"Manga" leads a double life in Japan. Its popularity as entertainment for the masses is well-known: Subway riders furtively flip through its pages, young people crowd into convenience stores to read the latest installment of their favorite series, and gaggles of schoolgirls chat about their heroine's latest escapades. There are manga coffee shops and bookstores, manga conventions and art exhibits, manga Web sites and international conferences. In fact, manga is such a ubiquitous form of contemporary popular culture that it has often been compared to air.
The private world of manga, however, is relatively unknown to a large segment of the English-speaking audience. Award-winning authors like Fred Schodt, in "Manga, Manga! The World of Japanese Comics and Dreamland Japan: Writings on Modern Manga," have deepened readers' general appreciation of manga, but very few studies have concentrated on the interrelationship between the industry and contemporary Japanese culture and society.

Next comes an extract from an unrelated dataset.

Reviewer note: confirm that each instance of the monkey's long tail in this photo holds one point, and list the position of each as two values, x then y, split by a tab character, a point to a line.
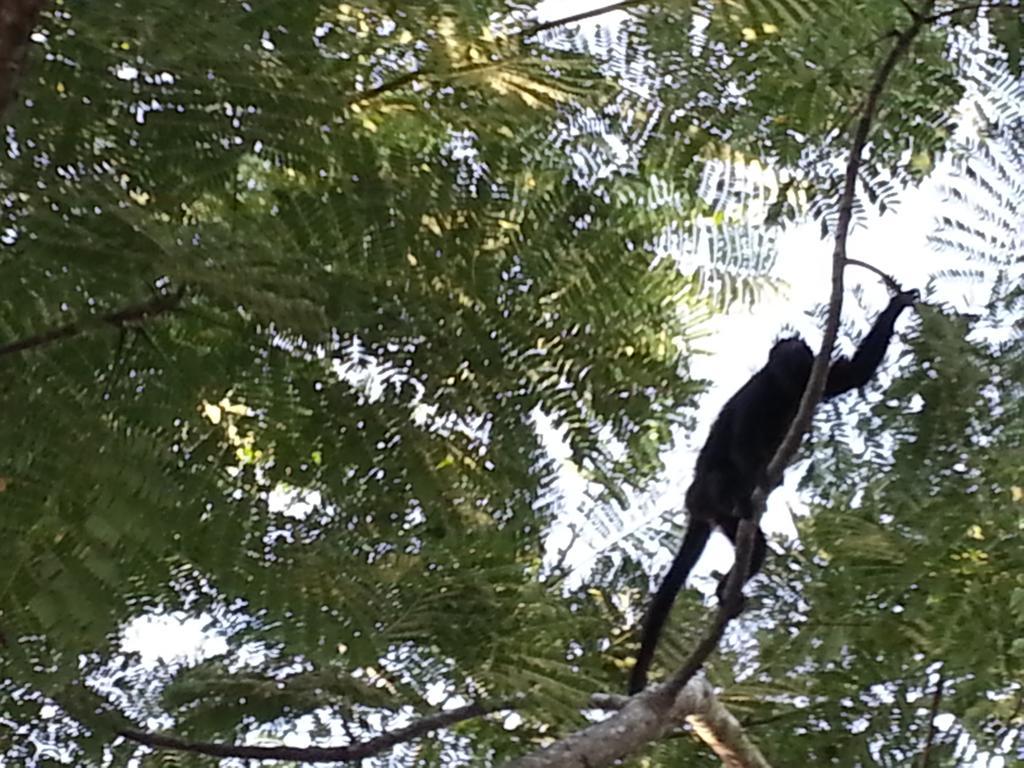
697	532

Sharon Kinsella's "Adult Manga" is the first English book to give a detailed, "behind the scenes" account of this reclusive industry. In her introduction, for example, she describes the volatile relationship between the contemporary creators of manga and their editors: "The manga world vibrates with secrets and rumors about artists abducted by their editors, artists who escaped through toilet windows, artists who fled their studios overnight, artists who beat up their editors, leaving them with facial scars, and artists who committed suicide."